Старик не обманул: и трёх дней не прошло – бродом, не распрягаясь, перешли невеликую речушку; по праву руку оставили тёмные стены Смоленска, куда ушла, шире разлившись, та река. У встречного выспросили прозвание реки: Днепр то… Глянул удивлённо: как не знать того?...
Путь пошёл краснолесьем, мимо чистых сосновых боров; за борами – поля золотые; земелькали в полях косари да жницы; утрами крепче пахло свежескошенной травой. И уж так тянуло земле поклониться, так-то  мечталось о своей нивке, что на станах после полудня доставали они с-под коробов серпы, свои, домашние, брали у трудников косы, да не чинясь шли в полосу; малых снопы вязать посылали.

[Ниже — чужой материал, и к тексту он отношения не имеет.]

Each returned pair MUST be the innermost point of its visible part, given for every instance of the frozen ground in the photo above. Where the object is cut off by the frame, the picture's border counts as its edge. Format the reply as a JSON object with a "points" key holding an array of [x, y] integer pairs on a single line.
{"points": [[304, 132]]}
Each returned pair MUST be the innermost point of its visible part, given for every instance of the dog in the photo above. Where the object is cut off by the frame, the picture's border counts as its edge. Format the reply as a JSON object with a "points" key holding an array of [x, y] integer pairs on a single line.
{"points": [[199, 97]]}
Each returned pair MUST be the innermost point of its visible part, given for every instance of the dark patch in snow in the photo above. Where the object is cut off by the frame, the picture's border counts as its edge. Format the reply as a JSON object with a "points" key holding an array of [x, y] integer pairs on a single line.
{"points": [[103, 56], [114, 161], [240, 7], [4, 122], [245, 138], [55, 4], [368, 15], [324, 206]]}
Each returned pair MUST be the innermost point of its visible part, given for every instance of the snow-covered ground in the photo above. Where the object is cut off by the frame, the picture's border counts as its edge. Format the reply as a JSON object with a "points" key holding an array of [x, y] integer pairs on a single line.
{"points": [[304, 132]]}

Хлеб, своими руками отработанный, не в пример был слаще   приевшихся, печёных на костре, лепешек. За поздней вечерей дивились толкам бывалых людей про столичную жизнь, о князьях да битвах с печенегами, о здешних обычаях; о греках-ромеях, да персиянах, кои, – верить ли? – толпами бродят по киевскими торгам и улицам…
И давно уж не спалось им так крепко и сладко, как в эти короткие ночи.  Иной раз Варваре мнилось опять, – идёт кто-то за ними, но уж не пугалась, а супротив того, успокаивалась: беды не ждать, всё у них ладно будет…
А дале путь шёл над вольно разлившимся Днепром; там уж белели паруса стругов и насадов, легко вниз по воде  скользили гусянки, соминки.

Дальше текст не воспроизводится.